A senior official reported that Pakistan’s military successfully repelled an incursion from Afghanistan, carried out by “hundreds” of militants belonging to the Pakistan Taliban, on Wednesday, September 6. In response to the attack, additional troops were swiftly deployed to the challenging and rugged frontier region.

Pakistan troops repelled a cross-border raid from Afghanistan by “hundreds” of Pakistan Taliban militants on Wednesday, a senior official said, with extra forces rushed to the rugged frontier region.

Pakistan’s home-grown Tehreek-e-Taliban Pakistan (TTP) movement has been emboldened by the return to power of the Taliban in neighboring Afghanistan in 2021, and Islamabad regularly accuses its neighbor of harboring militants, a charge they deny.

In a statement, the Pakistan military’s public relations wing said “a large group of terrorists equipped with latest weapons” attacked two outposts in the area.

The Pakistan Taliban share a common hardline Islamist ideology with their Afghan counterparts.

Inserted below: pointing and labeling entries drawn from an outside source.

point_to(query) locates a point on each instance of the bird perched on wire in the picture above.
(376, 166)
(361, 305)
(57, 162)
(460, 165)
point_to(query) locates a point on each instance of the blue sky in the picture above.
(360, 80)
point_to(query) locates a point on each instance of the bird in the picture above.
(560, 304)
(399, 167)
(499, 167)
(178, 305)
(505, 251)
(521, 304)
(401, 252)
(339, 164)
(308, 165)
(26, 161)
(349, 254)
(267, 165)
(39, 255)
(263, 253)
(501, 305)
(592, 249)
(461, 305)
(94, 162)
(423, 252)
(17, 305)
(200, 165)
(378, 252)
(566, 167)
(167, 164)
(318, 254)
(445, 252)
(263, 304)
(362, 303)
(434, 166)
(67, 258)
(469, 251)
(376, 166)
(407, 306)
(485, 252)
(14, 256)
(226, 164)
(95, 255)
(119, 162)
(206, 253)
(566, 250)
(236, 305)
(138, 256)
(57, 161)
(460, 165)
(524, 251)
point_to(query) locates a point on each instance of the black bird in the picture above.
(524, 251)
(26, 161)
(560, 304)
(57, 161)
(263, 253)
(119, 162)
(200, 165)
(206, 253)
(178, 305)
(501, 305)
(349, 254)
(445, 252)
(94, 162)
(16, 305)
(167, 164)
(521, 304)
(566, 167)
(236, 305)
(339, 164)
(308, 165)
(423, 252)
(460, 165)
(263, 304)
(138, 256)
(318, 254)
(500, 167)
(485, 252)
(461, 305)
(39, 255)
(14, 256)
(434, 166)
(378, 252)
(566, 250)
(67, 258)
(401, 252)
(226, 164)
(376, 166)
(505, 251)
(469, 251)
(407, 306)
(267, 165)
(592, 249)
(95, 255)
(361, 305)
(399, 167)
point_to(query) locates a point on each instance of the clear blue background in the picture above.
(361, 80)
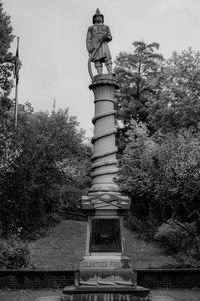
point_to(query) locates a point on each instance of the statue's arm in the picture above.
(109, 36)
(89, 43)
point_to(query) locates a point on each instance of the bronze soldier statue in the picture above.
(98, 36)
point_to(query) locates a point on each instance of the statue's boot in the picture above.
(99, 70)
(109, 68)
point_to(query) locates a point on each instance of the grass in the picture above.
(64, 246)
(179, 295)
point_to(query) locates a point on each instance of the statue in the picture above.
(98, 36)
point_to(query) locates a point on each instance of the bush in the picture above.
(14, 253)
(144, 229)
(176, 238)
(181, 241)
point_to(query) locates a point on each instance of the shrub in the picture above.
(144, 229)
(175, 237)
(14, 253)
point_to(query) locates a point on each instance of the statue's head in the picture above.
(98, 17)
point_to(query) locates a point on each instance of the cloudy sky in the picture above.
(52, 43)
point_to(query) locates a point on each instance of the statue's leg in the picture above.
(108, 64)
(99, 67)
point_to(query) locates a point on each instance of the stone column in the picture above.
(104, 162)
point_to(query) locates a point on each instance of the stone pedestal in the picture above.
(105, 273)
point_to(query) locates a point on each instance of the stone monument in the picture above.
(105, 272)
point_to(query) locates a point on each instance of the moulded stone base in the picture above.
(106, 293)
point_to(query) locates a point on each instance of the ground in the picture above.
(179, 295)
(64, 246)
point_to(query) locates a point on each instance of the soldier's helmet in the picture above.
(97, 14)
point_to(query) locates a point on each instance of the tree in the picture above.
(177, 105)
(161, 174)
(51, 150)
(138, 76)
(6, 65)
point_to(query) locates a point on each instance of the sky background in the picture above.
(53, 51)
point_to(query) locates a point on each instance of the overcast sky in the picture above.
(52, 43)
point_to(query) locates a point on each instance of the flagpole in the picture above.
(16, 89)
(16, 102)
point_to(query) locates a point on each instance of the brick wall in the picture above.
(163, 278)
(35, 279)
(150, 278)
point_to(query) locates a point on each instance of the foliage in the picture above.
(180, 239)
(14, 253)
(177, 104)
(52, 155)
(161, 174)
(138, 76)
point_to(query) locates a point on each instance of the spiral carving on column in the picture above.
(104, 162)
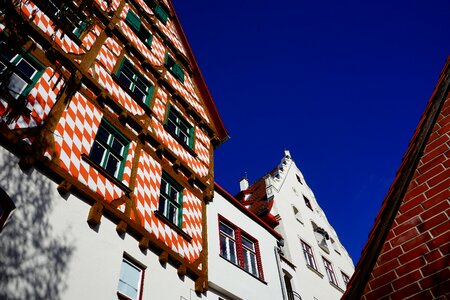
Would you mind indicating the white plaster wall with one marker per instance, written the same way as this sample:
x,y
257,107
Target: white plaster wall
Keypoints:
x,y
48,251
288,192
228,280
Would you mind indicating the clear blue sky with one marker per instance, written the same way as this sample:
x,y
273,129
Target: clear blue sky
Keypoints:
x,y
341,84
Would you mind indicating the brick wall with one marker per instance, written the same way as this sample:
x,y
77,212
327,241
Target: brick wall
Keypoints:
x,y
415,261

Police official Karim Khan told press agencies that security forces had sealed entry to Chitral, a rugged area of steep hills and valleys popular with domestic tourists.

Another official said troops and paramilitary forces had been rushed in to reinforce the district.

At the height of their power, the TTP held sway over swathes of mountain communities, enforcing austere Islamic law, and patrolling land just 140 kilometres north of the capital.

But the Pakistani military came down hard after 2014 when TTP militants raided a school for children of army personnel and killed nearly 150 people, most of them pupils.

Its fighters were largely routed into neighboring Afghanistan, but now Islamabad claims the TTP are using Taliban-controlled Afghanistan as a foothold to stage assaults across the border.

Over the first 12 months of Taliban rule in Afghanistan, Pakistan witnessed a 50 percent surge in militant attacks, focussed in the western border provinces according to the Pak Institute for Peace Studies (PIPS).